Wednesday, December 16, 2015

ORA-00304: requested INSTANCE_NUMBER is busy

I was working on verifying that all 12c Dataguard instances were running on an Exadata X5 full rack system and I came across one instance that was not running. I noticed this when I saw the /etc/oratab entry and did not see the corresponding instance running on the database compute server.

I manually tried to bring up the instance from node 3 and encountered the error below.

node3-DR> sqlplus / as sysdba

SQL*Plus: Release 12.1.0.2.0 Production on Wed Dec 16 18:30:15 2015

Copyright (c) 1982, 2014, Oracle.  All rights reserved.

Connected to an idle instance.

SQL> startup nomount;
ORA-00304: requested INSTANCE_NUMBER is busy
SQL> exit
Disconnected

I then looked at the instance alert log and saw the following:

...
Wed Dec 16 18:30:22 2015
ASMB started with pid=39, OS id=59731
Starting background process MMON
Starting background process MMNL
Wed Dec 16 18:30:22 2015
MMON started with pid=40, OS id=59733
Wed Dec 16 18:30:22 2015
MMNL started with pid=41, OS id=59735
Wed Dec 16 18:30:22 2015
NOTE: ASMB registering with ASM instance as Standard client 0xffffffffffffffff (reg:1438891928) (new connection)
NOTE: ASMB connected to ASM instance +ASM3 osid: 59737 (Flex mode; client id 0xffffffffffffffff)
NOTE: initiating MARK startup
Starting background process MARK
Wed Dec 16 18:30:22 2015
MARK started with pid=42, OS id=59741
Wed Dec 16 18:30:22 2015
NOTE: MARK has subscribed
High Throughput Write functionality enabled
Wed Dec 16 18:30:34 2015
USER (ospid: 59191): terminating the instance due to error 304
Wed Dec 16 18:30:35 2015
Instance terminated by USER, pid = 59191

 The error number was 304 that was in the output from sqlplus and from the alert log as well, then the next thing I did was naturally check google and oracle support to see if I could find something that matched my scenario and could not find something exact. 

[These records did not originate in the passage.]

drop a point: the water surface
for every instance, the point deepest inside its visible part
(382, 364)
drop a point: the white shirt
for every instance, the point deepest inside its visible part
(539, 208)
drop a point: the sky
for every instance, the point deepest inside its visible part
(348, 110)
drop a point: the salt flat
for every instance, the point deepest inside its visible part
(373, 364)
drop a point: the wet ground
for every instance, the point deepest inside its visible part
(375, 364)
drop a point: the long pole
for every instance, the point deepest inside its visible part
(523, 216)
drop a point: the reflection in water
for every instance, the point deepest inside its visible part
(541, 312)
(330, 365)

Then the next thing that came to mind was to check gv$instance to see where the Primary RAC and Standby RAC standby database were running from.

# Primary
  INST_ID INSTANCE_NUMBER INSTANCE_NAME     HOST_NAME      STATUS
---------- --------------- ---------------- ------------ ------------
         1               1     PROD1            node01        OPEN
         3               3     PROD3            node08        OPEN
         2               2     PROD2            node07        OPEN

# Standby
   INST_ID INSTANCE_NUMBER INSTANCE_NAME    HOST_NAME      STATUS
---------- --------------- ---------------- ------------ ------------
         1               1 DG1               node01        MOUNTED
         3               3 DG3               node08        MOUNTED
         2               2 DG2               node07        MOUNTED

I then realized from node 3 that the oratab entry for instance 3 was not correct it was already running from node node08!

Furthermore I also verified the RAC configuration via srvctl.

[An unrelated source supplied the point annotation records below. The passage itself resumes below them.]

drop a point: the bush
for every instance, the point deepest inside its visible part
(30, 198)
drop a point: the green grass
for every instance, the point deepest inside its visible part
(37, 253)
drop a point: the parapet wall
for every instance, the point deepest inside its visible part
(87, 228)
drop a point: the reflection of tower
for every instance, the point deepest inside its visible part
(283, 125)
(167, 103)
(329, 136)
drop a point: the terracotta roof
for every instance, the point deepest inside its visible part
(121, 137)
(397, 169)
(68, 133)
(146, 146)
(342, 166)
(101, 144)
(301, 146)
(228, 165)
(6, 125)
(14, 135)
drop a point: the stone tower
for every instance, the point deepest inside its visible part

node3-DR>srvctl config database -d DG3
Database unique name: DG
Database name: PROD
Oracle home: /u01/app/oracle/product/12.1.0.2/dbhome_1
Oracle user: oracle
Spfile: +RECOC1/DG/PARAMETERFILE/spfile.4297.894386377
Password file:
Domain:
Start options: mount
Stop options: immediate
Database role: PHYSICAL_STANDBY
Management policy: AUTOMATIC
Server pools:
Disk Groups: DATAC1,RECOC1
Mount point paths:
Services:
Type: RAC
Start concurrency:
Stop concurrency:
OSDBA group: dba
OSOPER group: dba
Database instances: DG1,DG2,DG3
Configured nodes: node01,node07,node08
Database is administrator managed

The configured nodes for the Dataguard Standby database is supposed to be running from node01, node07 and node08 it is not configured to run on node03.

Once I confirmed this I simply removed the oratab entry to prevent any future further confusion. Moral of the story please only leave oratab entries intact for real instances that need to run from the node.